As the population is aging, physicians from all specialties are expected to see more older adults at their outpatient practices and in the acute settings. Abdominal pain remains one of the most common and potentially serious complaints that emergency physicians encounter. Vascular pathology should be considered early in the diagnostic course of all older adults who have abdominal pain because the time for intervention is critical.
Key words: abdominal pain, older adults, management of acute abdominal pain.

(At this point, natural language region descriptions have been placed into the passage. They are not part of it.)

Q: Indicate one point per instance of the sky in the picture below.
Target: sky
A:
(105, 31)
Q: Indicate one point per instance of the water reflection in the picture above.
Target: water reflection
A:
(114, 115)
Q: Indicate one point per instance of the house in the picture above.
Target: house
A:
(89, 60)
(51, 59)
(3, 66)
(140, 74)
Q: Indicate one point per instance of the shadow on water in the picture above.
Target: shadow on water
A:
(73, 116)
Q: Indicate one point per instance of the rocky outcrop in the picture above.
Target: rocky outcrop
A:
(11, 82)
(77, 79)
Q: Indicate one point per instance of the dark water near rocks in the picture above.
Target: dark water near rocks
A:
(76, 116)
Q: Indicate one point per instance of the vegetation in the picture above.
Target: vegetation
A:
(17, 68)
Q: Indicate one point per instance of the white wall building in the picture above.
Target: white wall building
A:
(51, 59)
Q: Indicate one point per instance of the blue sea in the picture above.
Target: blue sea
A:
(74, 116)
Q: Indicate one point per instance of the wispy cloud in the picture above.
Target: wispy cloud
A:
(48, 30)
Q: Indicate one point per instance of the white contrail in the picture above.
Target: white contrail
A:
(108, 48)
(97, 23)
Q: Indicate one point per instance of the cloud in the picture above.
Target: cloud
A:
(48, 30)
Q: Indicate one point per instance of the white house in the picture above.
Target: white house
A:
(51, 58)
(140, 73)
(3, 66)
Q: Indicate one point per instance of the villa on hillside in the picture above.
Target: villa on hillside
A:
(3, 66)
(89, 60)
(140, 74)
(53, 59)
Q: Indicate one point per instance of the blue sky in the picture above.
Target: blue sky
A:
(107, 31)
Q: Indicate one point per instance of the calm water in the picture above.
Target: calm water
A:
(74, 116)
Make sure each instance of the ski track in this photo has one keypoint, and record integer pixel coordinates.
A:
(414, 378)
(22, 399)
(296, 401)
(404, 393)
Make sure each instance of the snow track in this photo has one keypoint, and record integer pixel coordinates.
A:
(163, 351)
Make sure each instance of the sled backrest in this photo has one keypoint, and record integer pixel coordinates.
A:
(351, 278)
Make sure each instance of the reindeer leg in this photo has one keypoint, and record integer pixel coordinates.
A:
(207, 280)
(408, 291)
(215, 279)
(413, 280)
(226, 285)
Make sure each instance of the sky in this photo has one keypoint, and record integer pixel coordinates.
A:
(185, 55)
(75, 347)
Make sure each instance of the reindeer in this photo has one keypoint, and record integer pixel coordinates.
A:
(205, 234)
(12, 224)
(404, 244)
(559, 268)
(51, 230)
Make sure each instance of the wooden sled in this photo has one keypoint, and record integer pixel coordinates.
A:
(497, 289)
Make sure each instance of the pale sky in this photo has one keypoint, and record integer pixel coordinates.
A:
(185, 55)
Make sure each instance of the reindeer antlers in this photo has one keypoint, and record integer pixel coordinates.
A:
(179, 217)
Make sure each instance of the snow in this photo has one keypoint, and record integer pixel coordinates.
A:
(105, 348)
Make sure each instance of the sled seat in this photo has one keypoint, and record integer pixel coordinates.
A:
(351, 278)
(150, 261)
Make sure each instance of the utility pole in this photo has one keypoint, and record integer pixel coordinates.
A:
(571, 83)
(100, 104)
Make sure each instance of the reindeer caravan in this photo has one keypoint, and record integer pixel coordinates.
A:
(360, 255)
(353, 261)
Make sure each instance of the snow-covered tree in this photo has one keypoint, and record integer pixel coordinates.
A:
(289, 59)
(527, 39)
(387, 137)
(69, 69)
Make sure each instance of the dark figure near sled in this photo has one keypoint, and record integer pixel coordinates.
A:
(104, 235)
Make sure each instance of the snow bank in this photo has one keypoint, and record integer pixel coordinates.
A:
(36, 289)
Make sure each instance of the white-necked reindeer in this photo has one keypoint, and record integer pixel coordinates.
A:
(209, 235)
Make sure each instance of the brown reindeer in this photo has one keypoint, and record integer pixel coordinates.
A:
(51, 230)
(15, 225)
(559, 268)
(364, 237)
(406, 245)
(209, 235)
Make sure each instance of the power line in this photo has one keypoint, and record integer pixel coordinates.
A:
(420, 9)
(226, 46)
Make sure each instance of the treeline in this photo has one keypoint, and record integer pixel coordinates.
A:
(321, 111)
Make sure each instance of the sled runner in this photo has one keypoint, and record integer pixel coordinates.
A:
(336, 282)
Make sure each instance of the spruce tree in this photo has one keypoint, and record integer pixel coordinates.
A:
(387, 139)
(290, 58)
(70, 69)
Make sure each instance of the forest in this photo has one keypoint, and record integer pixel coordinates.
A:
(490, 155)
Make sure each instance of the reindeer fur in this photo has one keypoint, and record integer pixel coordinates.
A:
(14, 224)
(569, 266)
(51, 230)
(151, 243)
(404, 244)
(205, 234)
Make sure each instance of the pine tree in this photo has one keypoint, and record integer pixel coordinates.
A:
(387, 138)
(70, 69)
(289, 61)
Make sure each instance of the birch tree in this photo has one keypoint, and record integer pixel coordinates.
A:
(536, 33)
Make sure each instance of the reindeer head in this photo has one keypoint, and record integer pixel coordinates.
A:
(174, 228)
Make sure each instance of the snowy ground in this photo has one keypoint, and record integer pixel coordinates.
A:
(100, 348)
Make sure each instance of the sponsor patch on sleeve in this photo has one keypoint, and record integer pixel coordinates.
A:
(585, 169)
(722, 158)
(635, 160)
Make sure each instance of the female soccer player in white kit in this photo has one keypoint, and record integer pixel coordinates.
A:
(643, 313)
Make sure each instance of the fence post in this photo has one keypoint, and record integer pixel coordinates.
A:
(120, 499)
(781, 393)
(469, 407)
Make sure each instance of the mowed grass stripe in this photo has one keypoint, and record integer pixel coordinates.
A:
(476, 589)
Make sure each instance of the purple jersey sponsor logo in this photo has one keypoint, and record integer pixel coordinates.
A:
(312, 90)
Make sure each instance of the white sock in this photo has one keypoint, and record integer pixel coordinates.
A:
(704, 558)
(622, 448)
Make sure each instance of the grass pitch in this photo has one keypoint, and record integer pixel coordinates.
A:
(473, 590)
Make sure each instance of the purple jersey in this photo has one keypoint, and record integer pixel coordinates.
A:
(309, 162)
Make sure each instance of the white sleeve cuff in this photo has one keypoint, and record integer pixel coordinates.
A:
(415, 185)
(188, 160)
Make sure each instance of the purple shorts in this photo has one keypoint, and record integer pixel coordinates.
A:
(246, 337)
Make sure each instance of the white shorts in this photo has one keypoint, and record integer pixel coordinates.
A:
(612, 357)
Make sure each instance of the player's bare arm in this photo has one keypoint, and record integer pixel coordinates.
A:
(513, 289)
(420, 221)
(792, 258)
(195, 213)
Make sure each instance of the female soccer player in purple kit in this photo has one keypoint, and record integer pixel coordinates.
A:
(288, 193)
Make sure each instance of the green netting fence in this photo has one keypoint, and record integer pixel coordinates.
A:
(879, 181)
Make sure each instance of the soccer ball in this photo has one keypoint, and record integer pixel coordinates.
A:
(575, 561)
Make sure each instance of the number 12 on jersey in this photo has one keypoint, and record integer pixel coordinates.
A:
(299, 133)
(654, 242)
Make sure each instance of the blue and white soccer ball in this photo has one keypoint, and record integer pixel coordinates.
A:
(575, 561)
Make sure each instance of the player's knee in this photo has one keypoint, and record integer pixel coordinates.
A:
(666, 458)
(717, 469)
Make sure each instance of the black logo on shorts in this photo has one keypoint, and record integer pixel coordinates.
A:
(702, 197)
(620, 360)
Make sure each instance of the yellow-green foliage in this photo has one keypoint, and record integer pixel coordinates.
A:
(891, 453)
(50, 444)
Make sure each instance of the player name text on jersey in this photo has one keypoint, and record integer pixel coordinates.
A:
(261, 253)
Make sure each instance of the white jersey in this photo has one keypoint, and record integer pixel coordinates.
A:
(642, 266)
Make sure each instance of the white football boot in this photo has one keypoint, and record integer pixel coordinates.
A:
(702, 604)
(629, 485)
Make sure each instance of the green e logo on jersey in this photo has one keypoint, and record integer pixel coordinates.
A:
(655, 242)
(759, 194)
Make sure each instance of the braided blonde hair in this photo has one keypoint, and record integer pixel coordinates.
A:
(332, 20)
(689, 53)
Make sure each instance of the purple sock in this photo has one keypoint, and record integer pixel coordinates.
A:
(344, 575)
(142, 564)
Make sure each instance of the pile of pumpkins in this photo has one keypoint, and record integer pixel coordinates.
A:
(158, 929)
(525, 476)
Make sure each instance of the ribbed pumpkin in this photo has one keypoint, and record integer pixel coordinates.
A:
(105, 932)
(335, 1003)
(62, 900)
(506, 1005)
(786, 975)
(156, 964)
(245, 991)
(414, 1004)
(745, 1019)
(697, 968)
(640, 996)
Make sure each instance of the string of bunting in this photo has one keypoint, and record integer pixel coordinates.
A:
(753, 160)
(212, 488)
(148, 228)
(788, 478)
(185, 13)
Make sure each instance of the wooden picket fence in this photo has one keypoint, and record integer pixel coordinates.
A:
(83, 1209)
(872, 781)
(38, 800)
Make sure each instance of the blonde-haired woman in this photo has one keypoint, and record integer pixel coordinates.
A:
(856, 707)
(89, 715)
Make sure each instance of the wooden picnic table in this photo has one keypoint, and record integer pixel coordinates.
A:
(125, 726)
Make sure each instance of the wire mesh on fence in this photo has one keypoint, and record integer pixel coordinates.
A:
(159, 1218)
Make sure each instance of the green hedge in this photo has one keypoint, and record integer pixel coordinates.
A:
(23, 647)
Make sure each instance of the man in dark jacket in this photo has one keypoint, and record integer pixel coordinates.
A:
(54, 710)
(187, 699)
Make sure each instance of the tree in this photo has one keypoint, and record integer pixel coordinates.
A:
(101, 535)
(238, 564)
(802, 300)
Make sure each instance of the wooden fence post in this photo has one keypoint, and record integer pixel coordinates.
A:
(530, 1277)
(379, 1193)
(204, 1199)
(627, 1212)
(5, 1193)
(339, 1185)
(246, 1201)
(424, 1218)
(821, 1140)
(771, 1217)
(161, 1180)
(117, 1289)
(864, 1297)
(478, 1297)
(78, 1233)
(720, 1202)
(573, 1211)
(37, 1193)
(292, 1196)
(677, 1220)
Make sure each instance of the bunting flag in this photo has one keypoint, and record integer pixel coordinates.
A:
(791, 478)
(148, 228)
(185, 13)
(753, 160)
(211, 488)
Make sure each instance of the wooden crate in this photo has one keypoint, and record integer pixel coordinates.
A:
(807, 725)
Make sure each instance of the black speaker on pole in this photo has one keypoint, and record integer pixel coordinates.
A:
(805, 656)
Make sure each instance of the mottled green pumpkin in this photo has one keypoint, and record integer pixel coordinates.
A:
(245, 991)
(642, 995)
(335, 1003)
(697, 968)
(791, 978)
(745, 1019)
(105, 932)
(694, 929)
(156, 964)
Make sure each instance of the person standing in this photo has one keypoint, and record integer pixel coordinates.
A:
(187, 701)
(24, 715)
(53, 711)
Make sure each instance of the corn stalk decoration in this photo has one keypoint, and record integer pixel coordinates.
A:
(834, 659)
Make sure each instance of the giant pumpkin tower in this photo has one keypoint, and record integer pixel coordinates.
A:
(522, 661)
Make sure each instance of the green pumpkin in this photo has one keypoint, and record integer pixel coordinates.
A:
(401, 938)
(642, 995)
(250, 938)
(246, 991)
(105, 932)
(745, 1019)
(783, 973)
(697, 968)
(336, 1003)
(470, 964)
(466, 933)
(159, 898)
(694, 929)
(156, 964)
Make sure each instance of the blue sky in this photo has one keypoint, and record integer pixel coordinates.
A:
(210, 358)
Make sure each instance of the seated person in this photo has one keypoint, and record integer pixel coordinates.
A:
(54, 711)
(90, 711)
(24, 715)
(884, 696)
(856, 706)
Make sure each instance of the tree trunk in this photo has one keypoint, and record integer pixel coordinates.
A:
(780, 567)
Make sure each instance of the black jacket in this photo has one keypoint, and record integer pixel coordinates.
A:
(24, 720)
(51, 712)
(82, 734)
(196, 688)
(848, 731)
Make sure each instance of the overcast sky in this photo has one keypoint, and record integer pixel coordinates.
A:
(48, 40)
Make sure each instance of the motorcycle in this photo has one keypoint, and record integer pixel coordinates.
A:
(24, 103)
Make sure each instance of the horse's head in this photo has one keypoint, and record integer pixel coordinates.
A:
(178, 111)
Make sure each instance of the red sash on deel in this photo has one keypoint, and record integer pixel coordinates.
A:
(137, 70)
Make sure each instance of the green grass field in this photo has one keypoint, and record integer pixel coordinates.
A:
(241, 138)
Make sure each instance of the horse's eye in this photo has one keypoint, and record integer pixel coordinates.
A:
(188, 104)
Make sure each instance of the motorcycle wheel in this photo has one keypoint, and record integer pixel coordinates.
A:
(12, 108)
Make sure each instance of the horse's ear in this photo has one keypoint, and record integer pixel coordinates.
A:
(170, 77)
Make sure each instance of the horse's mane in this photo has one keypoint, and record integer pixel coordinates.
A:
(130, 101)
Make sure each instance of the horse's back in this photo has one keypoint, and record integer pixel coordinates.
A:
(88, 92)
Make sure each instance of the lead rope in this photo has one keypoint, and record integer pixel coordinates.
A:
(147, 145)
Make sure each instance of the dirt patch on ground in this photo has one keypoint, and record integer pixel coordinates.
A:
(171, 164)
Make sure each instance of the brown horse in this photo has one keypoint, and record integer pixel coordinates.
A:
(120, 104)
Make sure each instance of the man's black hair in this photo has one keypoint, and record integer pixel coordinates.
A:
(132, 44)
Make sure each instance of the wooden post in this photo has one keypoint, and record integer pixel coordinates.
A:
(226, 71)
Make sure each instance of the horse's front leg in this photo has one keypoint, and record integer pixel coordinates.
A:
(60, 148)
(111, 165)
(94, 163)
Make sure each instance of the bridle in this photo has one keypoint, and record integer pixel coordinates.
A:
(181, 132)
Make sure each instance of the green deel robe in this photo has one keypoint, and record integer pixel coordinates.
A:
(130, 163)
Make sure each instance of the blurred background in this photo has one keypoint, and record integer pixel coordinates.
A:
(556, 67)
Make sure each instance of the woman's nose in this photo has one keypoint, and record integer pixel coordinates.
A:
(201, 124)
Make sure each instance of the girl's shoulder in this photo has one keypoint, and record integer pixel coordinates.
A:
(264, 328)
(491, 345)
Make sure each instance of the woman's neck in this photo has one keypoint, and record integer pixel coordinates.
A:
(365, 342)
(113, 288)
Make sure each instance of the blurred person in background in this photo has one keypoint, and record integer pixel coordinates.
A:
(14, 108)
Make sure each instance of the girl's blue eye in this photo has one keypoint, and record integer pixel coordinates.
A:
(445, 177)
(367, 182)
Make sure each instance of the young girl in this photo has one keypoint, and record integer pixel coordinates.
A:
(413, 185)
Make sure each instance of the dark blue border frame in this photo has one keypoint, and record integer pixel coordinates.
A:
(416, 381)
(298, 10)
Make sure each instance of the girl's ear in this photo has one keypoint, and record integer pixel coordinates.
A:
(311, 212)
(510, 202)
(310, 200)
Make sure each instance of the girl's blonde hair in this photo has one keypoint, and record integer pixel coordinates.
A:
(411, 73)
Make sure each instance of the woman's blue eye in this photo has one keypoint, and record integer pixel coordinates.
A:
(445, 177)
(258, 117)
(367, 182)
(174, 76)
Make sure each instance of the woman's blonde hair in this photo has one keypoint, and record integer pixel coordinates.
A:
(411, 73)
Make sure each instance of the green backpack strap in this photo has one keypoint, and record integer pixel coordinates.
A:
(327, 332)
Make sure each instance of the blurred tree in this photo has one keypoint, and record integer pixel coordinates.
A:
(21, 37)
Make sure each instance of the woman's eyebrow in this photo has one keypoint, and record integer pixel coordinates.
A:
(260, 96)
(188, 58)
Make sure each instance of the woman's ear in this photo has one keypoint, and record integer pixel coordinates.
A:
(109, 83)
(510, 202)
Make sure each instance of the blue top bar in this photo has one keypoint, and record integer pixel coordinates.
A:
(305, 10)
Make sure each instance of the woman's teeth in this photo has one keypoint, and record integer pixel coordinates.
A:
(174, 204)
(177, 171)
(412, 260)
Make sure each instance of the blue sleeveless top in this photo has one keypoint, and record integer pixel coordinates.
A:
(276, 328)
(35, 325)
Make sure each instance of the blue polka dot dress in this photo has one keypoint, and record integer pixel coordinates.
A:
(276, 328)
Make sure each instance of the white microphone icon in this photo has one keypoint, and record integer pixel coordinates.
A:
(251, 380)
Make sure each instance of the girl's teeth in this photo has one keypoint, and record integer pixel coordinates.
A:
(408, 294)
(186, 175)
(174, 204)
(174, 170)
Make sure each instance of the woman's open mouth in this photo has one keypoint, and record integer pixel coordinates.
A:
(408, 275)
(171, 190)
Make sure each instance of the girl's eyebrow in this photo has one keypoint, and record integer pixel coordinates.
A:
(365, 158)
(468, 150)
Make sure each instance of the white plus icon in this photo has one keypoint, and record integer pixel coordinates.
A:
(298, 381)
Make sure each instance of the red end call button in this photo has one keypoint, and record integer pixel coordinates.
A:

Dr. Richard Lee, MD, CCFP(EM), FRCPC
Undergraduate Program Director
University of Alberta
Approximately 13% of our population is comprised of persons who are aged 65 years or older. This age group represents the fastest growing segment of our population and it is expected that by the year 2030, it will amount to 20% of the total population. On average, the older person tends to visit the emergency department (ED) more frequently, stays longer, is more likely to be admitted, and also consumes more health care resources than does the younger person. Up to 10% of these elderly patients will present with their chief complaint being abdominal pain. Results from one survey found that 78% of emergency physicians believe that abdominal pain is more difficult to manage in the elderly when compared to a younger age group, and 86% found it more time consuming to treat elderly patients.1
Fifty to sixty-three percent of elderly patients required admission--versus 10% in the younger age group--and 22.1-42% required surgery--versus 16% in the younger group.1-3 The ability of the physician to correctly diagnose abdominal pain decreases dramatically as the age of the patient increases. Concurrently, there is a subsequent rise in the morbidity and mortality in this age group.